Lorsque, en application de l'article 250, un contribuable est réputé résider au Canada pendant tout ou partie d'une année d'imposition, les articles 62 et 63 lui sont applicables pour la période où il est ainsi réputé résider au Canada selon les règles suivantes :

a) [Abrogé]

b) il ne doit pas être tenu compte, au paragraphe 62(1), des mots “au Canada”;

c) il ne doit pas être tenu compte, au paragraphe 63(1), des mots “et portant, lorsque celui-ci est un particulier, le numéro d'assurance sociale de ce particulier” lorsque les sommes visées à ce paragraphe ont été payées à une personne qui n'est ni un résident du Canada ni réputée être un résident du Canada en vertu de l'article 250;

d) il ne doit pas être tenu compte, à l'alinéa 63(3)(a), des mots “au Canada”; et

e) les mots “personne résidant au Canada”, au sous-alinéa 63(3)(a)(ii), sont remplacés par le mot “personne”.

[13] L'alinéa a) de l'article 63.1, qui a été abrogé en 1988, se lisait comme suit :

a) il ne doit pas être tenu compte, à l'alinéa 60(f), des mots “au Canada”.

[14] La portée de l'article 63.1 était apparemment à la fois trop générale et trop restreinte. Cet article ne s'appliquait qu'aux personnes qui étaient réputées, en vertu du paragraphe 250(1), être des résidents du Canada et, de toute évidence, elle élargissait la portée du paragraphe 62(1) de façon qu'il s'applique aux personnes qui venaient au Canada et qui y séjournaient pendant 183 jours ou plus. L'article 64.1 semble s'harmoniser davantage avec l'intention du législateur. Il élargit la portée du paragraphe 62(1) de façon qu'il s'applique aux personnes autres que celles qui sont réputées, en vertu du paragraphe 250(1), être des résidents, ainsi qu'aux personnes a) qui sont des résidents et b) qui sont absentes.

[15] Il est intéressant de noter l'emploi du mot « absent » . Au sens large, il peut sans doute dénoter simplement l'idée d'une chose qui « n'est pas présente » , comme par exemple dans la phrase : « La neige est absente du Sahara. » Toutefois, ce mot a également un sens un peu plus restreint et qui, selon moi, correspond davantage à l'objectif visé par le législateur dans le contexte du régime que la loi vise à réglementer. Ce sens dénote l'idée d'une personne qui n'est pas là où on s’attendrait normalement à la trouver. Ainsi, dans le langage courant, je ne dirais pas : « Je suis absent de l'Antarctique » , soit un endroit où je ne suis jamais allé. Toutefois, je dirais : « En juillet, j'étais absent du Canada. » Cette limitation du sens du mot « absent » découle du contexte de la loi et fait implicitement partie des définitions figurant dans plusieurs dictionnaires courants. Le premier sens donné au mot dans le Oxford English Dictionary est : [TRADUCTION] « Le fait de ne pas être (dans un lieu), d'être éloigné (d'un lieu) ou de ne pas être présent (dans un lieu) » .

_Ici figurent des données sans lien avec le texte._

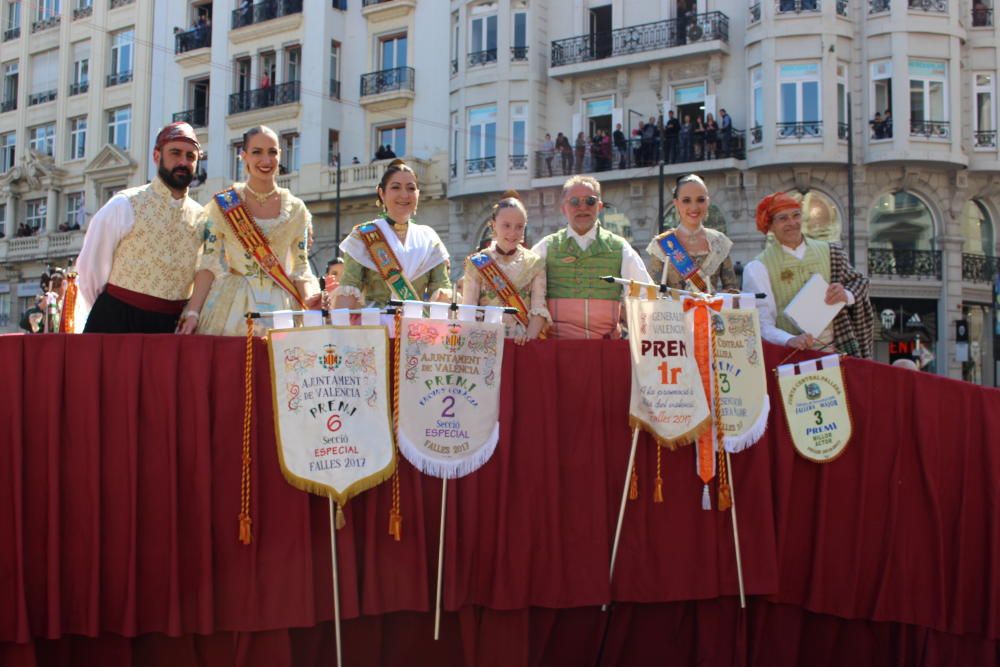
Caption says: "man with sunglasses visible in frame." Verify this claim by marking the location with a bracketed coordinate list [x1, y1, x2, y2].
[532, 176, 653, 338]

[16] De même, le Petit Robert de la langue française définit le mot « absent » comme suit :

1. Qui n’est pas (dans le lieu où il pourrait, devait être), qui est éloigné (de ce lieu). Il est absent de son bureau, de Paris.

[...]

3. Qui n’est pas là où on s’attendrait à le trouver.

[17] Ces deux définitions veulent dire qu’une personne n’est pas là où elle est habituellement ou qu’elle n’est pas là où on s’attendrait à la trouver.

[18] Il n'est pas nécessaire d'examiner les nombreux principes d'interprétation de la loi qui ont été établis au fil des ans. On l'a fait dans d'autres jugements (voir Glaxo Wellcome Inc. v. The Queen, 96 DTC 1159). Il s'agit simplement d'attribuer à un mot un sens qui semble s'harmoniser davantage avec le contexte, l'économie de la Loi ainsi qu'avec l'intention du législateur.

[19] L'appel est rejeté.

Signé à Ottawa, Canada, ce 16e jour de mars 1998

« D. G. H. Bowman »

J.C.C.I.

[TRADUCTION FRANÇAISE OFFICIELLE]

Traduction certifiée conforme ce 8e jour de juillet 1998.